When the hang-up happened again, I stopped the process immediately and re-started it using the new method, i.e. DescriptorIndexCollector. Now, FileNotFound warnings were logged and the download finished without problems. The files that were not available anymore had just expired, that is CollecTor just cleaned them out of its recent folder, which would explain the hang-up of the old method, too.

Why can one approach cope with disappearing files?

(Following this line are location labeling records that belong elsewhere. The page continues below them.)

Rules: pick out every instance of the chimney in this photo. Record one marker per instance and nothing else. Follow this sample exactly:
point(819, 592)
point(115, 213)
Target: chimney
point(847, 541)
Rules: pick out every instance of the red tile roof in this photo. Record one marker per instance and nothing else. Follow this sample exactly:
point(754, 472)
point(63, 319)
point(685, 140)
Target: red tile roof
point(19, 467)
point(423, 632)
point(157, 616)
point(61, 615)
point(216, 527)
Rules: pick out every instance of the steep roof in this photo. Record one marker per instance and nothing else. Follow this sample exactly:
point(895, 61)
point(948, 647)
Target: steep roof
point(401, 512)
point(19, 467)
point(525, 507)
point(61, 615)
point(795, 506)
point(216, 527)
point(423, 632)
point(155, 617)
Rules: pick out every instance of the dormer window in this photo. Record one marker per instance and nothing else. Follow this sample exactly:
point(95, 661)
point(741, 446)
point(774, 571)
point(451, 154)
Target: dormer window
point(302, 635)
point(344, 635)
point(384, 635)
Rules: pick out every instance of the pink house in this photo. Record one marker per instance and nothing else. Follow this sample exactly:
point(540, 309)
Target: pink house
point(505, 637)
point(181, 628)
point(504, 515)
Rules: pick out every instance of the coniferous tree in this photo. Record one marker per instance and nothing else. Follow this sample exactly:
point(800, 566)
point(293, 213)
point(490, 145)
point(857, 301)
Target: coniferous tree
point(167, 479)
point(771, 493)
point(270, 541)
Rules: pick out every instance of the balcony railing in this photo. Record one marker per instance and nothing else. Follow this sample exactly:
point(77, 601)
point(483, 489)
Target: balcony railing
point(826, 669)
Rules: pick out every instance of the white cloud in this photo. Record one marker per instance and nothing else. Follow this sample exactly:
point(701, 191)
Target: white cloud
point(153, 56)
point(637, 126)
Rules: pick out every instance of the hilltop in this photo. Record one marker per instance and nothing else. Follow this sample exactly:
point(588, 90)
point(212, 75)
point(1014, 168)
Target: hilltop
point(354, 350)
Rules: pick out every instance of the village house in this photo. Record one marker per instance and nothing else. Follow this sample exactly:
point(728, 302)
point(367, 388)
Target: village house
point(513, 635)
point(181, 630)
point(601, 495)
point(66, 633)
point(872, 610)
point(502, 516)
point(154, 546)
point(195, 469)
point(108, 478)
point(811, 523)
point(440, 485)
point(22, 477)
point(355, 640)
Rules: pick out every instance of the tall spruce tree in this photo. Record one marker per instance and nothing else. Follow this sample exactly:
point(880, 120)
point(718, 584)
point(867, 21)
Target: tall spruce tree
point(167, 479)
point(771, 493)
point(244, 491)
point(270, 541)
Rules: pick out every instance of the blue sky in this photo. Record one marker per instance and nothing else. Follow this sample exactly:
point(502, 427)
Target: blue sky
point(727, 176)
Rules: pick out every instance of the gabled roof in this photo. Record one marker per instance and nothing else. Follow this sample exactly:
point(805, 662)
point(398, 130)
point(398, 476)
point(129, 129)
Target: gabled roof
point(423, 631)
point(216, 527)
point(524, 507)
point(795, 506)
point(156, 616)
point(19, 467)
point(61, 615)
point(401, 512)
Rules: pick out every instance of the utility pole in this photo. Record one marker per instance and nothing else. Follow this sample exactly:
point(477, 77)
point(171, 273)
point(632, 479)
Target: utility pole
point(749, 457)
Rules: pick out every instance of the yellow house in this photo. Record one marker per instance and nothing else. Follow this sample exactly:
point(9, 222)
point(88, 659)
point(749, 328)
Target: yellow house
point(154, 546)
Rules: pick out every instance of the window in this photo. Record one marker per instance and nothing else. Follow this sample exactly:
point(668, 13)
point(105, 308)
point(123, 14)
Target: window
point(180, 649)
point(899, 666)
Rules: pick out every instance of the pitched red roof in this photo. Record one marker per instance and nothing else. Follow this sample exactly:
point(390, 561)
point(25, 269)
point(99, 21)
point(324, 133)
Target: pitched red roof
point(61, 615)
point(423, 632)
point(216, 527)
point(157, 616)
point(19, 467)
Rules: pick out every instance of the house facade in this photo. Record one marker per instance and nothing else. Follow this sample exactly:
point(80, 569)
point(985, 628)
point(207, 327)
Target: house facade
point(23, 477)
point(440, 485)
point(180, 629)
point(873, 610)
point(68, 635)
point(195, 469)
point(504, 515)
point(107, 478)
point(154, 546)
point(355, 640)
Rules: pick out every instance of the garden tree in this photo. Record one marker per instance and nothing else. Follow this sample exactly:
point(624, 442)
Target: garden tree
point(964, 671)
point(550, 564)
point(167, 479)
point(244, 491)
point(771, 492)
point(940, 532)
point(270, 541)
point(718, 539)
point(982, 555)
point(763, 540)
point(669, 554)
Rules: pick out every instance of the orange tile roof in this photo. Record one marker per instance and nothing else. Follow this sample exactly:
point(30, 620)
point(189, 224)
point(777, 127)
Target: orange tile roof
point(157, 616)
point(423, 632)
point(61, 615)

The two ways differ in the trace below FileInputStream (marked below; needs a wide window to be visible)

thread dump old method

"CollecTor-Scheduled-Thread-1" #9 daemon prio=5 os_prio=0 tid=0x00007f49d43c0800 nid=0x25fd runnable [0x00007f49b0f06000]
   java.lang.Thread.State: RUNNABLE
	at java.net.SocketInputStream.socketRead0(Native Method)
	at java.net.SocketInputStream.socketRead(SocketInputStream.java:116)
	at java.net.SocketInputStream.read(SocketInputStream.java:170)
	at java.net.SocketInputStream.read(SocketInputStream.java:141)
	at sun.security.ssl.InputRecord.readFully(InputRecord.java:465)
	at sun.security.ssl.InputRecord.readV3Record(InputRecord.java:593)
	at sun.security.ssl.InputRecord.read(InputRecord.java:532)
	at sun.security.ssl.SSLSocketImpl.readRecord(SSLSocketImpl.java:973)
	- locked <0x000000071dc8b160> (a java.lang.Object)
	at sun.security.ssl.SSLSocketImpl.readDataRecord(SSLSocketImpl.java:930)
	at sun.security.ssl.AppInputStream.read(AppInputStream.java:105)
	- locked <0x000000071dcbe658> (a sun.security.ssl.AppInputStream)
	at java.io.BufferedInputStream.fill(BufferedInputStream.java:246)
	at java.io.BufferedInputStream.read1(BufferedInputStream.java:286)
	at java.io.BufferedInputStream.read(BufferedInputStream.java:345) <------------------------------------+
	- locked <0x000000071dd26f98> (a java.io.BufferedInputStream)                                          |
	at sun.net.www.http.ChunkedInputStream.readAheadBlocking(ChunkedInputStream.java:552)                  |
	at sun.net.www.http.ChunkedInputStream.readAhead(ChunkedInputStream.java:609)                          |  Difference
	at sun.net.www.http.ChunkedInputStream.read(ChunkedInputStream.java:696)                               |
	- locked <0x000000071dd2ae48> (a sun.net.www.http.ChunkedInputStream)                                  |
	at java.io.FilterInputStream.read(FilterInputStream.java:133)    <-------------------------------------+
	at sun.net.www.protocol.http.HttpURLConnection$HttpInputStream.read(HttpURLConnection.java:3336)
	at java.util.zip.InflaterInputStream.fill(InflaterInputStream.java:238)
	at java.util.zip.InflaterInputStream.read(InflaterInputStream.java:158)
	at java.util.zip.GZIPInputStream.read(GZIPInputStream.java:117)
	at java.io.BufferedInputStream.fill(BufferedInputStream.java:246)
	at java.io.BufferedInputStream.read1(BufferedInputStream.java:286)
	at java.io.BufferedInputStream.read(BufferedInputStream.java:345)
	- locked <0x000000071dd2d138> (a java.io.BufferedInputStream)
	at org.torproject.descriptor.impl.DescriptorCollectorImpl.fetchRemoteFile(DescriptorCollectorImpl.java:225)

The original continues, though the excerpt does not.